Encerrariam a apresentação com mais uma arranjo de Yvo Ursini em cima da peça de Villa-Lobos para piano Choros Nº2. Encerrariam? Não exatamente. Apesar de um teatro com poucas pessoas, entusiásticos aplausos e exaltados assobios os trouxeram de volta. Apresentaram então para o derradeiro final uma composição própria, Ouvido, de Yvo Ursini, que apesar de também prestar homenagem à Villa-Lobos, mostrava demais influências do grupo como se via em outros de seus trabalhos, como no primeiro álbum, Andarilho, e o segundo, A Noite, publicado por outro selo bacana no Brasil, o Editio Princeps, que trouxe republicações do Grupo Um e Som Nosso de Cada Dia, que inclusive já trazia o quarto ato da Sagração da Primavera de Stravinsky, Rondes Printanières, em meio a outras composições que mostrariam também os ambientes urbanos que o grupo explora em seu trabalho.
Bárbara apresentação. A atmosfera não poderia ser mais propícia, desde o uso da iluminação da sala do SESC São Carlos destacando os músicos momento a momento como nunca havia visto, comparando mesmo com peças de teatro, até uma excelência da captura do áudio e ajuste da sonorização. Pudera, a técnica de som da noite era de Felipe Julián, membro do grupo Axial, que também por aqui já passou. E vale lembrar que Ursini e Muniz Corrêa, aqui do Projeto B, também fazendo parte deste outro que considero expoente da música no país.
E o Projeto B figura ali como uns poucos grupos no país empurrando as vanguardas, trazendo o erudito ao cotidiano e o cotidiano ao erudito, em diferentes frentes, como o próprio Axial, ou Satanique Samba Trio, Cumieira e como fizeram e fazem, Hermeto, Arrigo, Mário Campos.
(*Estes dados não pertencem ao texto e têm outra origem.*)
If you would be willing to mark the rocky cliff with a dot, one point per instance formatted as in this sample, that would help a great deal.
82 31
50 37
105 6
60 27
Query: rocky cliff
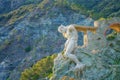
28 29
101 58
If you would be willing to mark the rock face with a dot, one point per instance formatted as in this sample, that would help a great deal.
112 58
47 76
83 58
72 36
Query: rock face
101 59
34 37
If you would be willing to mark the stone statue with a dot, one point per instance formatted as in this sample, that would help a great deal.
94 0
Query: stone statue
70 33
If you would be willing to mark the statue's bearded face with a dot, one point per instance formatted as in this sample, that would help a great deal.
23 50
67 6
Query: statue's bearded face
62 29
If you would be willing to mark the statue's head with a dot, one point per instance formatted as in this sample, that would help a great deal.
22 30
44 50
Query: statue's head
62 29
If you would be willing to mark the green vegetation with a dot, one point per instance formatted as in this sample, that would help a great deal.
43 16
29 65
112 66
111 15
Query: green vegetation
41 69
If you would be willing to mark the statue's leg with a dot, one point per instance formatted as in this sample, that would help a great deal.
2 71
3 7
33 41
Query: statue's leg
68 53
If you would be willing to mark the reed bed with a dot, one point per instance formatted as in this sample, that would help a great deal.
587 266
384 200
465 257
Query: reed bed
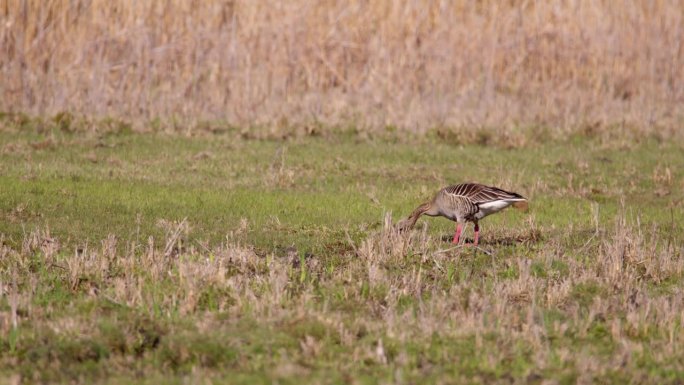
415 66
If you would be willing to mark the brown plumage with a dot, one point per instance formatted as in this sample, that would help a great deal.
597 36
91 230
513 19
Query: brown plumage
466 202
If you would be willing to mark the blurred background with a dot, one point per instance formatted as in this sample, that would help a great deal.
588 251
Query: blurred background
519 68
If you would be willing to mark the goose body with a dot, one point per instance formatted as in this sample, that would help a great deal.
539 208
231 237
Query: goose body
466 202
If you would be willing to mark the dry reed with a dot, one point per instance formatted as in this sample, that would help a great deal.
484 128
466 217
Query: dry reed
576 66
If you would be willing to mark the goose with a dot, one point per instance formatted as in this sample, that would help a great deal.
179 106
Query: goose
462 203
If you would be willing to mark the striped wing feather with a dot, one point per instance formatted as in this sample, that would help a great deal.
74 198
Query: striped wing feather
480 194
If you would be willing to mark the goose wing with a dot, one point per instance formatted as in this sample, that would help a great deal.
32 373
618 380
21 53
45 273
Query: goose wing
481 195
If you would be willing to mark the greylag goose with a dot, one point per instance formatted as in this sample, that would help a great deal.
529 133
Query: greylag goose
466 202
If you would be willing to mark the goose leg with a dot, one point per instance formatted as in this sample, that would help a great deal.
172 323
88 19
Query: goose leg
477 234
457 234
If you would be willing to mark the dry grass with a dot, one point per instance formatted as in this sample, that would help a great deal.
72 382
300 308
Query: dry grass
598 67
588 314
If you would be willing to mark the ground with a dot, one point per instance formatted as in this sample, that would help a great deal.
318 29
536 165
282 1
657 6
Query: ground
152 257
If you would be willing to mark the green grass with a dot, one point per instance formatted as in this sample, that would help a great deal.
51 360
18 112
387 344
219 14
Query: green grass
211 310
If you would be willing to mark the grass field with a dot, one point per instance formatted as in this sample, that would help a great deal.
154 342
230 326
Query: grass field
218 256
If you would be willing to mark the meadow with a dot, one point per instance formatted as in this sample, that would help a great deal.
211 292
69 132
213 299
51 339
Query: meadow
148 257
206 191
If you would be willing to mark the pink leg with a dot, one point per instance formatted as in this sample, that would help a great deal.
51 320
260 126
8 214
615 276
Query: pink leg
457 234
477 234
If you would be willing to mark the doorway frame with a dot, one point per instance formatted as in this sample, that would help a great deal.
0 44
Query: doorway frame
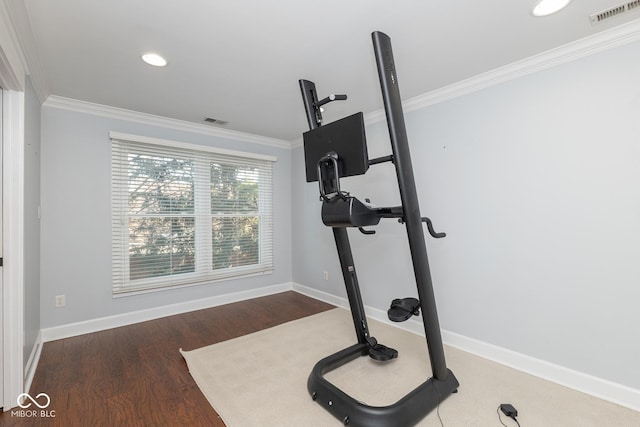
12 80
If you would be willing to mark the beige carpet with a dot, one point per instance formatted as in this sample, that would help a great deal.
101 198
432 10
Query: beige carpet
259 380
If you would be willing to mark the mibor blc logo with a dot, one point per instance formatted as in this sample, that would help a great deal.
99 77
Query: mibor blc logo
33 407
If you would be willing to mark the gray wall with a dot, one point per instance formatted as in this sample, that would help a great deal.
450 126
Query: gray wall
76 218
31 220
535 182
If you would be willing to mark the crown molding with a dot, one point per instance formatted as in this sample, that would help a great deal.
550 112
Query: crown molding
19 17
85 107
12 68
600 42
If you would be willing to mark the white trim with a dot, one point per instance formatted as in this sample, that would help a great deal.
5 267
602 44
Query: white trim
13 245
589 384
103 323
19 17
84 107
600 42
125 137
32 363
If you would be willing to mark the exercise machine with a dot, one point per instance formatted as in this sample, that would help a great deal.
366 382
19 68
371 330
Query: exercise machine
338 150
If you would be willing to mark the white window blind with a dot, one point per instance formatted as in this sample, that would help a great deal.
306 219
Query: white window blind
183 214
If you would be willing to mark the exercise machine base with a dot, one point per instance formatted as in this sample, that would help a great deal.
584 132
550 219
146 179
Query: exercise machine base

Iniciativas ímpares, a que devemos estar atentos.
Setlist
01. Prole do Bebê nº1 - Bruxa (A Boneca de Pano); 02. Choros Nº5 "Alma Brasileira"; 03. Saudades das Selvas Brasileiras Nº1; 04. Le Sacre du Printemps (A Sagração da Primavera); 05. Cirandas Nº2 "A Condessa"; 06. Estudos para violão Nº12 e Nº8; 07. Choros Nº2 BIS 08. Ouvido.
3 comentários:
Po! É a primeira vez na história que um técnico de som é citado em matéria!
Me refiro a ser citado de forma positiva é claro.
Grande abraço proceis!
Felipe Julián
ORas, técnico de som faz parte da parada tanto quanto os demais sujeitos! É ele quem garante que todos serão ouvidos como deveriam...
Papel fundamental.
Aí o Marcelo Costa do Screm&Yell virou e disse "Procura-se Técnicos de Som":
http://screamyell.com.br/blog/2010/06/28/coluna-de-segunda-procura-se-tecnico-de-som/
Ontem no Centro Cultural São Paulo, as mesmas composições, só mudando a ordem:
01. Choros #5
02. Bruxa
03. Saudades das Selvas Brasileiras
04. A Sagração da Primavera
05. A Condessa
06. Estudos para Violão #12 e #8
07. Choros #2
BIS 08. Ouvido
Espaço interessante, o da Sala Adoniran Barbosa. Iluminação ótima, acústica boa, um público girante de umas 150-200 pessoas. Aquém da capacidade da sala (quase 700 lugares) mas a apresentação em si foi desconcertante. Ao término da quinta ou sexta faixa o público inclusive hesitou na hora de bater palmas, incerto de que a música havia de fato acabado mas, uma vez lançada, sonora foi a salva.
Depois da tentativas frustradas em Piracicaba e São Carlos, finalmente foi possível ver ao vivo o tal de "Viagens de Villa Lobos".